Il s’agit aussi pour le gouvernement de publier les états financiers complets et audités de la BCC pour l’exercice 2018 sur le site de l’institut d’émission, afin de renforcer la transparence et sa gouvernance ; recruter le coordonnateur  national de l’Initiative pour la transparence dans les industries extractives (ITIE), conformément aux procédures et code de conduite de l’ITIE, afin d’assurer la transparence dans la gouvernance du secteur minier ; assurer le transfert d’une partie des ressources des comptes spéciaux au compte général du Trésor (FPI pour 1 million de dollars par mois, FONER pour 1 million de dollars par mois, RVA pour 100 000 dollars par mois, Fonds pour les générations futures pour 1 million de dollars par mois, à affecter aux investissements en capital physique et humain), dans le but d’augmenter l’espace budgétaire de l’État. 

Enfin, il s’agit pour le gouvernement d’assurer le reversement de la TVA et de l’impôt sur les revenus collectés par les entreprises publiques en vue d’augmenter le niveau des recettes ; et plafonner les dépenses de fonctionnement des institutions politiques pour rationaliser les dépenses publiques. Tout cela devait être fait à l’échéance de janvier 2020. Félix Antoine Tshisekedi Tshilombo, le président de la République, s’est engagé à « assurer le succès du programme de référence à travers le respect tant de ses repères quantitatifs que structurels », promettant de porter « une attention particulière sur la discipline budgétaire ». 

Sylvestre Ilunga Ilunkamba, le 1ER Ministre, avait reçu le 20 février dernier une délégation du Fonds monétaire international conduite par Mauricio Villafuerte, le conseiller du département Afrique. Le même jour, se tenait le Conseil des ministres au cours duquel le ministre des Finances a alerté les membres du gouvernement sur la nécessité de parvenir à un programme de référence avec l’institution de Bretton Wood. La mission des experts du FMI s’inscrivait dans la suite logique des concertations avec les autorités du pays en vue de parvenir à un programme formel de coopération. 

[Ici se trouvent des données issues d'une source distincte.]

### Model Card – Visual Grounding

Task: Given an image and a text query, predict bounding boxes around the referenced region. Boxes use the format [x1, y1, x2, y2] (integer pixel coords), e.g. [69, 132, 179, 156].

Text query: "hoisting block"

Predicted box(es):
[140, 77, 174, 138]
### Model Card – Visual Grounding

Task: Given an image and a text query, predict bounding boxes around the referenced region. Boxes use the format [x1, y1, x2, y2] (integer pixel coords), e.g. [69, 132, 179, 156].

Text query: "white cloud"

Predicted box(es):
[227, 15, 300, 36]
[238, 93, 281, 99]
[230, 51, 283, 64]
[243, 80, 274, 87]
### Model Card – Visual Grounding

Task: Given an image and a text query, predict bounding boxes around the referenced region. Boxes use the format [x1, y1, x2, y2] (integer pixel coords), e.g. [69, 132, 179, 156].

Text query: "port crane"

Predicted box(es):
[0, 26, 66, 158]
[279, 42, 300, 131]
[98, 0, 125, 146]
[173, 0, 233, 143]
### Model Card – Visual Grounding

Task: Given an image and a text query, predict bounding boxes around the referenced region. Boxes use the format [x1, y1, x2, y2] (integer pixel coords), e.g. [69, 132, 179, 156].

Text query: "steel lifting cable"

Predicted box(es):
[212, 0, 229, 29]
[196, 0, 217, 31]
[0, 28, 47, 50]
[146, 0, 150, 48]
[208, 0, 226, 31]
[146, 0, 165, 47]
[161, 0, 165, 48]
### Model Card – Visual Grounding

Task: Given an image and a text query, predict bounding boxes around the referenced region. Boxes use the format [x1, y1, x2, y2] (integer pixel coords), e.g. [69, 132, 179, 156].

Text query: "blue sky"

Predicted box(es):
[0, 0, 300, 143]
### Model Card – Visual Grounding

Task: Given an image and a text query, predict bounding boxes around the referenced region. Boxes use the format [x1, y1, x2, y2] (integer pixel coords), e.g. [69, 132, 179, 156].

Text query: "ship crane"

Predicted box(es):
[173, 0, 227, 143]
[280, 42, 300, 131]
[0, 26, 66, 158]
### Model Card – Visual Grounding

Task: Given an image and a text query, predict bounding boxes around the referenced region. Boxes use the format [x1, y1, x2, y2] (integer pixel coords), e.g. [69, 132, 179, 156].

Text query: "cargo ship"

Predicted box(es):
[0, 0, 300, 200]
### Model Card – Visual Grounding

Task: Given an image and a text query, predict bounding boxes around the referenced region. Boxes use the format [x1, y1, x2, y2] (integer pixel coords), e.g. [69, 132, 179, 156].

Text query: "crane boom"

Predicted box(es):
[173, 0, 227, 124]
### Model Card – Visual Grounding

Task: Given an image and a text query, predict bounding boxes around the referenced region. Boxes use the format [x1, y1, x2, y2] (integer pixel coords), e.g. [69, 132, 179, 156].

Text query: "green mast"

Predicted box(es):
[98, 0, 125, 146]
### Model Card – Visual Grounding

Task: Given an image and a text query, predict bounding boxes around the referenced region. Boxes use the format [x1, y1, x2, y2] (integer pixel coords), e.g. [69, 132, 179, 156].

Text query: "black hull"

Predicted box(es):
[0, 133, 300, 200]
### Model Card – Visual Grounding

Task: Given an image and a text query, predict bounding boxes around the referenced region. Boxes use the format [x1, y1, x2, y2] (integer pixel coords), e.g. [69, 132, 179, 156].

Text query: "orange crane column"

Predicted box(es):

Pour les experts du FMI, le respect des engagements signifie « une gestion saine des finances publiques ». C’est la bataille de José Sele Yalaghuli. La publication par son ministère du plan de trésorerie (PTR) et du plan d’engagement budgétaire en fait partie. À l’heure où les finances publiques de la République démocratique du Congo connaissent un tour de vis, la mobilisation des recettes de l’État devient une priorité nationale majeure. En réalité, la controverse née de cette publication n’avait pas raison d’être car c’est une exigence du FMI pour rassurer les partenaires financiers. 

Un rapport du FMI souligne que les autorités congolaises sont d’accord pour baser l’exécution du budget 2020 sur « des prévisions plus réalistes. C’est ce à quoi sert le plan de trésorerie pour avoir une estimation plus juste de ce que l’État va pouvoir dépenser cette année. Au ministère des Finances, on explique que le PTR permet d’éviter le dérapage des dépenses publiques. C’est donc un instrument de gestion pour rationaliser les dépenses publiques après les dérapages constatés en 2019. C’est aussi un outil de pilotage de l’exécution du budget de l’État en tenant compte de la conjoncture et des contraintes du moment. Il est donc dynamique, révisable et ajustable sur la base annuelle ou infra-annuelle.

Dépenses base caisse

Le plan de trésorerie publié par le ministère des Finances prévoit de dépenser 5,64 milliards de dollars. Autrement dit, le gouvernement est en capacité de ne mobiliser que 5,4 milliards de dollars en termes de recettes. L’écart de quelque 200 millions devrait être comblé par des bons du Trésor émis par la Banque centrale. Dépenser uniquement sur base caisse, c’est l’un des engagements pris avec le FMI.